Pergunta: Qual é a solução? Resposta: Fazer com que as leis orçamentárias tenham caráter impositivo, salvo se frustrada a previsão de arrecadação (o que é raro). A solução é obrigar o Governo, independente de quem inseriu a emenda, a destinar todos os recursos durante o próprio exercício. Teríamos uma lei orçamentária mais planejada e investimentos mais garantidos. Sob pena de denúncia por crime responsabilidade. E, com coragem, punindo como cassação de mandato, demissão de servidores públicos etc. Medidas duras, mas que no curso dos anos nos levariam a relação mais previsível com o poder público.

Atualmente, leis orçamentárias têm caráter autorizativo, ou seja, o Governo (municipal, estadual ou federal) não é rigorosamente obrigado a cumprir os investimentos previstos no orçamento. A execução dessa parte dos orçamentos transforma-se em poder de barganha, em um cenário onde o Executivo manobra como quer o Judiciário e corrompe os integrantes do Legislativo. Aquele que julga e aquele que legisla e fiscaliza são obrigados a esmolar para o executor cumprir o que está na lei. – salvo no caso das despesas correntes. A manipulação começa tão logo a lei orçamentária é aprovada, com os cortes ou contigenciamentos, aplicados sobre os investimentos.

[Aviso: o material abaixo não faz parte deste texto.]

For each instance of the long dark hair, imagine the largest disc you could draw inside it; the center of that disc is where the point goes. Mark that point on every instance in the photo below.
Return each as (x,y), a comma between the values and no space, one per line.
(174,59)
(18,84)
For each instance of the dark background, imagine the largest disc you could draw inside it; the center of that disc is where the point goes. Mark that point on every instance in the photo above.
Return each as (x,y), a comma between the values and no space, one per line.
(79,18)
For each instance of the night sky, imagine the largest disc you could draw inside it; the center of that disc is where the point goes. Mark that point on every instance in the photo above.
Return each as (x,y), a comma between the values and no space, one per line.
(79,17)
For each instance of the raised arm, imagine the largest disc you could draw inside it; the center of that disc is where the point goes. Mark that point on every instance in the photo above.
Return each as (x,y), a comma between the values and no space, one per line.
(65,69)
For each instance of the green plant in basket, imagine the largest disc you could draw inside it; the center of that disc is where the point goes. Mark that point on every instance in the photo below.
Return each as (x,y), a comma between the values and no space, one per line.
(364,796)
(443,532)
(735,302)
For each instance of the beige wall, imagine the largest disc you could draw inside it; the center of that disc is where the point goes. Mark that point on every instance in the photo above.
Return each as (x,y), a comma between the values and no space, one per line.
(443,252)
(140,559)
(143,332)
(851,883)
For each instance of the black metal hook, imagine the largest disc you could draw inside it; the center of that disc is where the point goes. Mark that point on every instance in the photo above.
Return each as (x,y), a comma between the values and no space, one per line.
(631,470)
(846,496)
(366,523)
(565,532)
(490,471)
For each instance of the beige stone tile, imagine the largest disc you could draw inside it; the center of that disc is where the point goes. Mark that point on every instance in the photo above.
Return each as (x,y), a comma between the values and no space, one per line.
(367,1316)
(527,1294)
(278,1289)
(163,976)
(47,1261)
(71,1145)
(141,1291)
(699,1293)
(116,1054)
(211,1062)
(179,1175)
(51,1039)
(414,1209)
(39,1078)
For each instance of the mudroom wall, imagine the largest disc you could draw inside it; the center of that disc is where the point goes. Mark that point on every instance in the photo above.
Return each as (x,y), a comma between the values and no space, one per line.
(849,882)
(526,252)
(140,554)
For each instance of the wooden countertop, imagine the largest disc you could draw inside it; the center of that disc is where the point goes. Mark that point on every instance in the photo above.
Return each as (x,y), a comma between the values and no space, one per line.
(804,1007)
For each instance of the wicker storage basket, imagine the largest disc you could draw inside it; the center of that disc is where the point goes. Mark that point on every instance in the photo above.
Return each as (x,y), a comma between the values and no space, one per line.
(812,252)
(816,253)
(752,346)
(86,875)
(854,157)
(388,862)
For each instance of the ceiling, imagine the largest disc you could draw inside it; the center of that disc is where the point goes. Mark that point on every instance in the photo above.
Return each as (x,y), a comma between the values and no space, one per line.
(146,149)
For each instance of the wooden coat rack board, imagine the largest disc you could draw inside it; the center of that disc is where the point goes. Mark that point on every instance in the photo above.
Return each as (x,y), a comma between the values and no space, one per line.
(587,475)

Em nível federal os parlamentares têm direito de inserir emendas no Orçamento da União. Os valores mudam ano a ano. Para 2007 deverá ser algo em torno de R$ 5 milhões por congressista. Cerca de R$ 3 bilhões, considerando ainda as emendas de bancada. Porém, inserir emenda no orçamento não é garantia de liberação. Afinal, ocorreu apenas autorização para aquele investimento.

A liberação do recurso implica em ação política, principalmente de lobistas e empresários que varejam Ministérios e o Congresso. As emendas parlamentares são colocadas nos orçamentos dos Ministérios, mas não é o respectivo titular da pasta quem determina a liberação. Normalmente essa “autorização” depende do ok da Casa Civil, a pasta política do Governo. Portanto, o critério é político, ou seja, verifica-se a forma como o parlamentar está se comportando dentro de plenário. Um investimento numa região, que depende de recurso da União, passa pela submissão do parlamentar ou tristemente pela corrupção.

O parlamentar pulveriza o seu limite de inserção de investimentos no orçamento em várias emendas autorizativas. Assim, consegue atender a diversas cidades ou regiões. Isso é legal, correto, pois cabe ao representante do povo ou dos Estados identificar gargalos onde a visão geral de investimento não atinge ou não consegue vislumbrar demanda. O crime, todavia, é a forma como uns são forçados agir para liberar os recursos ou como alguns preferem atuar para liberar os investimentos.

A ação legislativa e fiscalizativa do congressista acaba sendo subalternada pela de mero negociante de recursos para suas regiões. O Congresso, as Assembléias e Câmaras Legislativas acabam se transformando em balcões de negócios, pois aquilo que foi votado no ano anterior não vale para o seguinte.

Em resumo, nosso sistema orçamentário estimula a promiscuidade. Como alerta Cláudio Abramo, da Ong Transparência Brasil, a ocasião faz o ladrão. Precisamos acabar com essa situação. O difícil é que estamos falando de cultura. Como, por exemplo, compra pública por carta convite. Em todas as áreas é quase cultural empresas combinando preços, ou empresas disputando “licitação” com outras empresas criadas exclusivamente para perder as disputas. É dessa maneira que estamos construindo um país de faz de conta.